DS: A simple approach is to rank the girls in order of each attribute and then combine the individual ranks into a composite rank using the known methods of combining ranks. The top composite ranked girl is your first choice.
DS: Unfortunately a ranking based approach is conceptually flawed. Economics Nobel Laureate Dr. Kenneth Arrow proved the Arrow’s Impossibility Theorem, a pioneering theorem of social choice theory, which states that no rank-order voting system satisfies all fairness criterions. Moreover for critical social decisions psychology could prevail over statistics. The ideal methodology should be able to quantify the physiological aspect of human behaviour.
DS: Ideally you would want all the desired attributes of a dream spouse in one person. But in reality, the desired attributes will be distributed across different girls. So you have to give up on one attribute to gain on another. Thus the attributes are competing against each other so you have to make competitive choices.

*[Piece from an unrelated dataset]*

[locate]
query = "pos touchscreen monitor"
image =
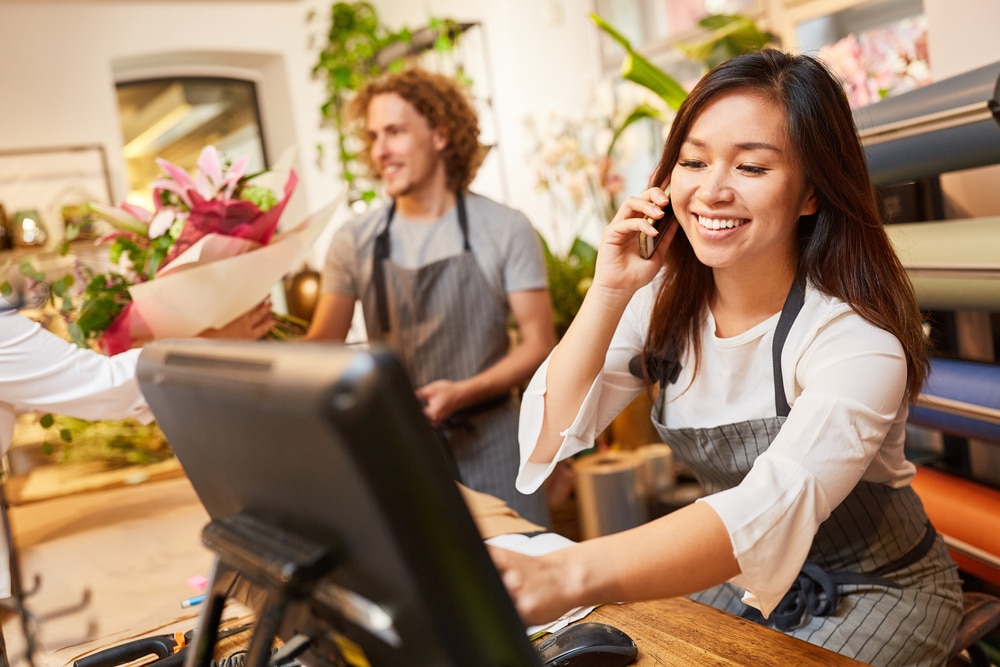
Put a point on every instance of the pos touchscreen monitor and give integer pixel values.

DS: Assume that you have a total of twenty points to allocate across the attributes. How much are you willing to give up on the beauty to gain on the educational qualification of your spouse? If you allocate 15 points to beauty, you have only 5 points to allocate to education. When faced with scarce resources (points) you will be much more judicious in spending. Hence competitive choices are a better quantification of your actual psychological preference.
P: And how do we quantify competitive choices?
DS: By using conjoint analysis. It is based on mathematical psychology and is widely used in psychophysics, perception, decision-making and the quantitative analysis of behaviour. I will create a social compatibility algorithm and use your data to see what your actual psychological preferences; then we will find your most suitable match.
P: Really? You can build such a algorithm?
(Two days later)
DS: The social compatibility algorithm is ready; and based on your competitive choices, it suggests that your most suitable match is the second girl. Hmmm … she is a teacher but you didn’t tell me what she teaches?
P: Well, she teaches statistics in a college.
DS: Statistics! I knew the algorithm was right.
Claimer: Based on a true incident. Both the protagonist and the data scientist work in the analytics industry. The protagonist and the lady statistician are now seeing each other.